S3 – AWS Developer Certified Exam Notes

  • S3 provides developers and IT teams with secure, durable, high-scalable object storage. Amazon S3 is easy to use, with a simple web services interface to store and retrieve any amount of data from anywhere on the web
  • S3 is an Object Based Storage where you can store your files, and it’s not a place to install an OS or a DB; for that you need a Block Based Storage
  • Files can be from 0 to 5 TB, unlimited storage
  • Files are stored in buckets (a Folder)
  • S3 is a universal namespace, names must be unique globally
  • Data consistency model for S3
    • Read after write consistency for PUTS of new objects (Immediate consistency)
    • Eventual consistency for overwrite PUTS and DELETES (can take sometime to propagates)
      • Updates to S3 are atomic: Immediate READ might get new data or old data, you are not going to get a partion of data
  • S3 is a simple Key, value store (Key, value, Version ID, Metadata)
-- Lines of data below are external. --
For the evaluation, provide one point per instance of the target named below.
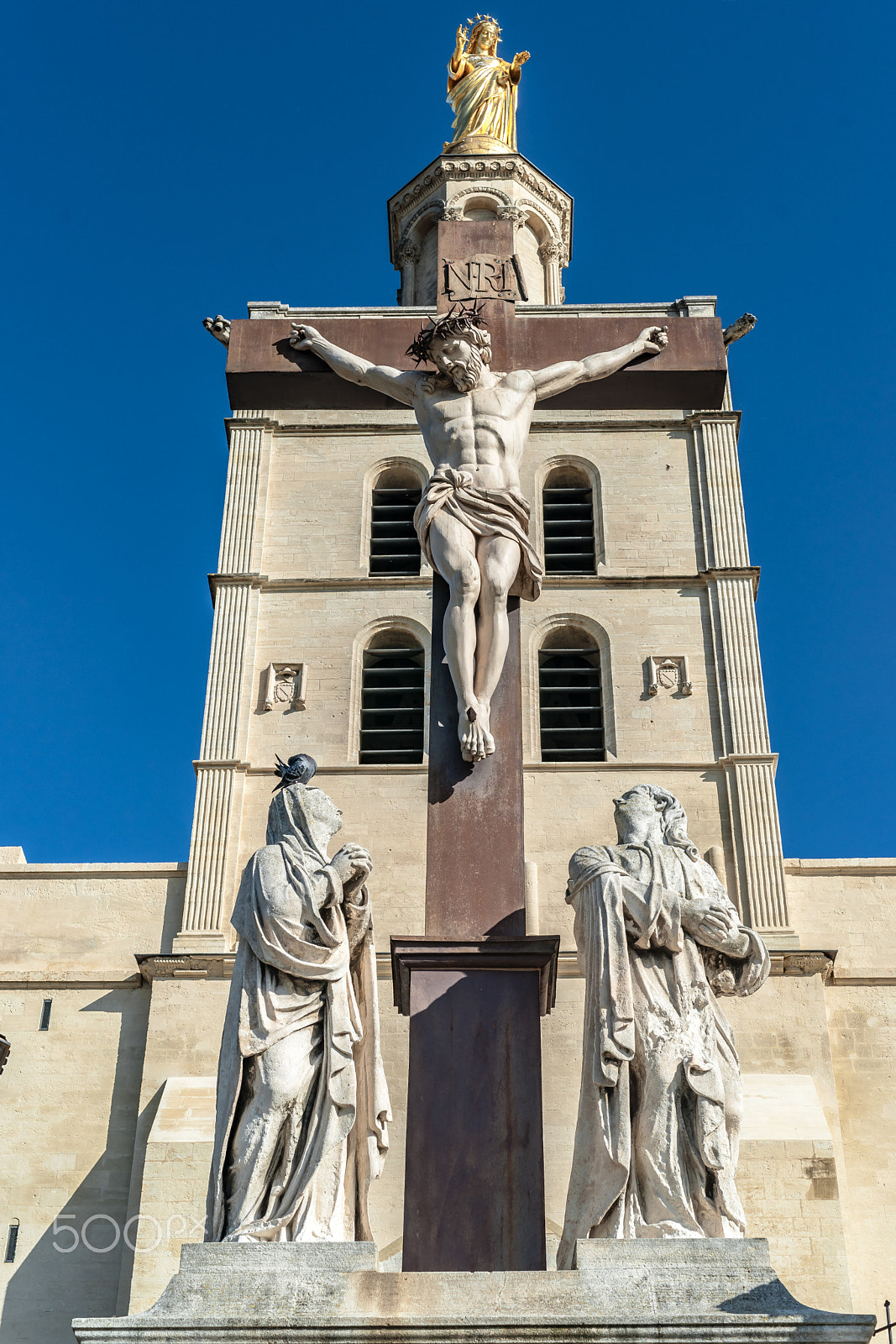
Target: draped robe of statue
(484, 101)
(304, 987)
(656, 1146)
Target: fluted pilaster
(762, 859)
(747, 726)
(721, 495)
(219, 783)
(748, 763)
(241, 501)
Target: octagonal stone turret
(481, 187)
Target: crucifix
(474, 985)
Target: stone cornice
(93, 870)
(543, 423)
(186, 965)
(841, 867)
(219, 967)
(425, 581)
(750, 571)
(714, 417)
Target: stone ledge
(676, 1292)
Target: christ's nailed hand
(304, 336)
(653, 339)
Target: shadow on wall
(62, 1276)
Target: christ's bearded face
(457, 360)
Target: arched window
(567, 504)
(392, 701)
(570, 699)
(394, 544)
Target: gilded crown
(484, 18)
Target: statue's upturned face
(486, 39)
(457, 360)
(637, 816)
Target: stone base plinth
(676, 1292)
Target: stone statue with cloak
(302, 1104)
(656, 1144)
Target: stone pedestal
(651, 1292)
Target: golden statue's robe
(484, 101)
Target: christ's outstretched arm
(559, 378)
(354, 369)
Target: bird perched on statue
(298, 769)
(219, 328)
(739, 328)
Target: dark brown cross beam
(474, 984)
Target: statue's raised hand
(653, 339)
(707, 920)
(354, 866)
(304, 336)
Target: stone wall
(69, 1095)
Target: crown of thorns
(459, 319)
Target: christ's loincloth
(484, 514)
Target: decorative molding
(669, 674)
(407, 253)
(841, 867)
(284, 685)
(804, 963)
(186, 965)
(515, 214)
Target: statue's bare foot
(473, 732)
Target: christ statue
(473, 517)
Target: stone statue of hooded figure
(302, 1102)
(656, 1144)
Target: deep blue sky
(174, 160)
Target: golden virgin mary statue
(483, 92)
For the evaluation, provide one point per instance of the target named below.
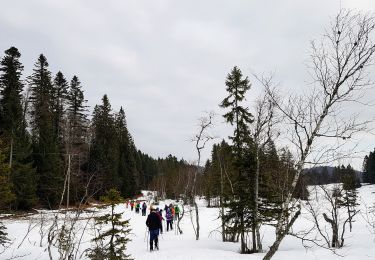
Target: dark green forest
(53, 151)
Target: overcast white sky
(166, 61)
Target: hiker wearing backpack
(144, 207)
(153, 223)
(176, 212)
(160, 213)
(169, 217)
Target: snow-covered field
(359, 244)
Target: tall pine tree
(104, 149)
(13, 130)
(47, 156)
(241, 206)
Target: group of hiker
(155, 219)
(137, 206)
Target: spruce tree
(3, 235)
(13, 130)
(241, 207)
(127, 166)
(47, 156)
(6, 188)
(59, 95)
(104, 148)
(111, 244)
(369, 168)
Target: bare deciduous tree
(200, 140)
(339, 67)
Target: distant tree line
(326, 175)
(369, 168)
(51, 153)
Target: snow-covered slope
(359, 244)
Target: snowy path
(360, 244)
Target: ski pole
(148, 233)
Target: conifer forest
(155, 131)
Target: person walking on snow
(144, 207)
(154, 224)
(169, 217)
(176, 212)
(160, 213)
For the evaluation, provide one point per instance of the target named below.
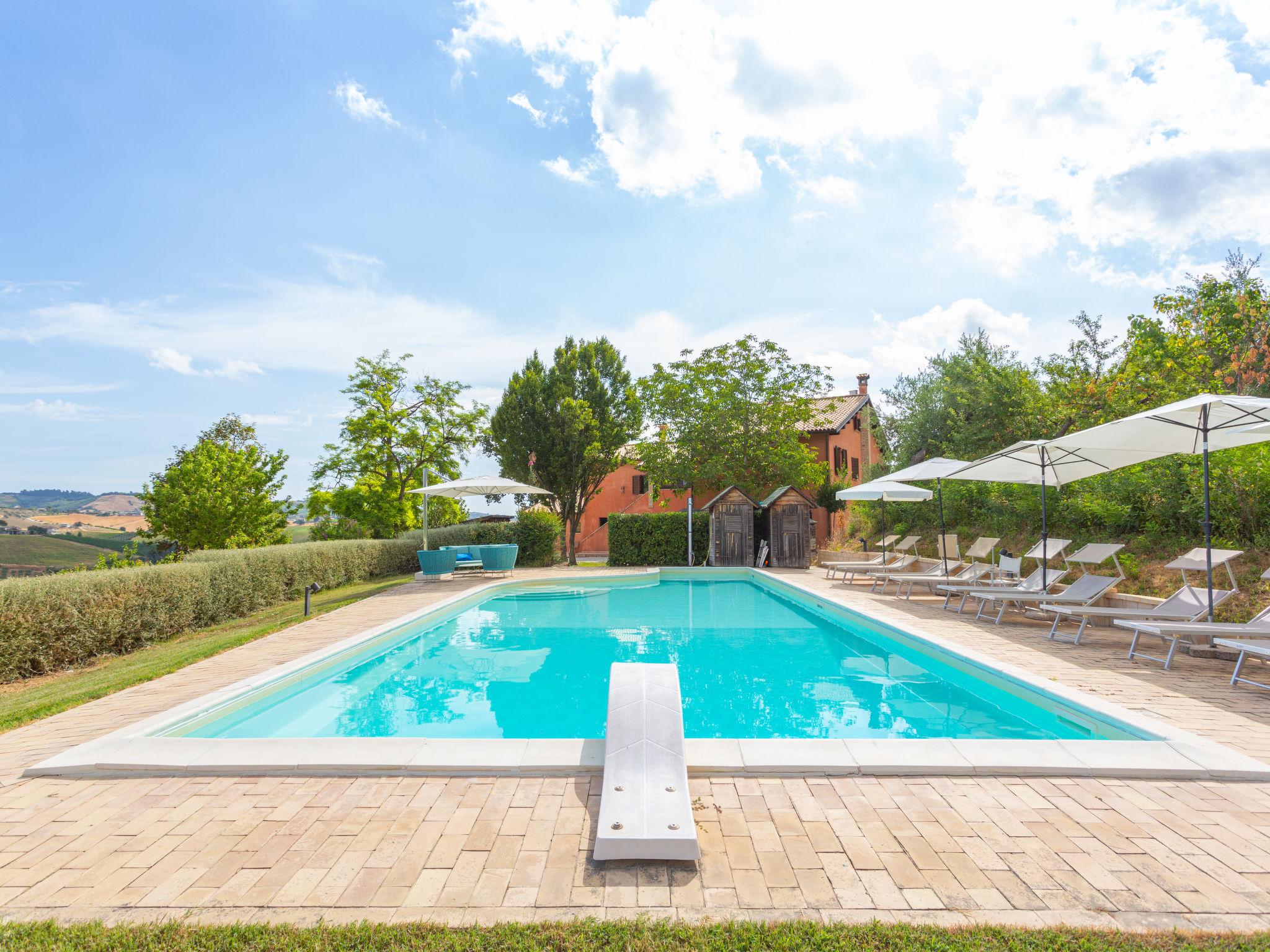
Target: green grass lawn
(55, 551)
(625, 936)
(31, 700)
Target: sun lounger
(1258, 649)
(902, 563)
(878, 559)
(1173, 633)
(957, 573)
(1186, 604)
(1013, 566)
(1085, 591)
(883, 562)
(883, 576)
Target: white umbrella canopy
(1052, 462)
(887, 491)
(1038, 462)
(1198, 425)
(934, 469)
(473, 487)
(938, 467)
(481, 487)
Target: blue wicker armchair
(436, 564)
(498, 559)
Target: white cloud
(832, 190)
(904, 347)
(523, 102)
(350, 267)
(18, 386)
(579, 175)
(1127, 126)
(168, 358)
(283, 420)
(51, 410)
(362, 107)
(550, 74)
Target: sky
(211, 208)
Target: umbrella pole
(1044, 535)
(1208, 518)
(884, 530)
(944, 550)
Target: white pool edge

  • S3 used to store data in alphabetical order (this of adding random value to file names)
  • Amazon guarantee 99,99% availability
  • Amazon guarantee 99,999999999% durability for S3 information ( 11 * 9’s)
  • S3 supports versionning and encryption
  • data can be secured (access control, bucket policies)
  • S3 – IA (Infrequently Accessed) for data that is accessed less frequently, but requires rapid access when needed. Lower fee than S3, but you are charged a retrieval fee
  • Reduced Redundancy Storage – Designed to provide 99,99% durability and 99,99% availability of objects over a given year
  • Glacier – Very cheap, but used for archival only. It takes 3 – 5 hours to restore from Glacier. 0,01$  per gigabyte
    No SLA for availability
  • S3 charged for:
    • Storage
    • Requests
    • Storage management pricing
    • Data transfer pricing (data coming to S3 is free, but moving data from a region to an other will be charged for)
    • S3 Transfer Acceleration (upload data to London, user upload to the closest Edge location and then from edge location to London, moving data is accelerated)
  • By default all buckets are private and ALL OBJECTS STORED INSIDE THEM ARE PRIVATE
  • Objects within a tag don’t inherits bucket tags
  • Encryption:
    • Client side encryption
    • Server side encryption
      • Server side encryption with Amazon S3 Managed keys (SSE-S3)
      • Server side encryption with KMS (SSE-KMS)
      • Server side encryption with customer provided keys (SSE-C)
  • Control access to buckets using either ACL or Buckets Policies
  • URL of static web site hosting in S3: http://mhayani.s3-website.eu-west-2.amazonaws.com
  • Cross Origin Resource Sharing (CORS) : A way of allowing one resource to access another one
  • In a bucket with versionning enabled, storage size is the sum of all versions
  • In S3, to restore an object, you need to switch to old UI and remove “delete” item
  • Once enabled, versionning cannot be disabled. it can only be suspended
  • Cross-region replication requires versionning enabled on source and destination bucket
  • Cross-region Replication by default copies only updated or newly added objects. To copy existing content, we use command line:
    aws s3 cp –recursive s3://firstBucket s3://secondBucket
  • The largest object that can be uploaded in a single PUT is 5 gigabytes. For objects larger than 100 megabytes, customers should consider using the Multipart Upload capability.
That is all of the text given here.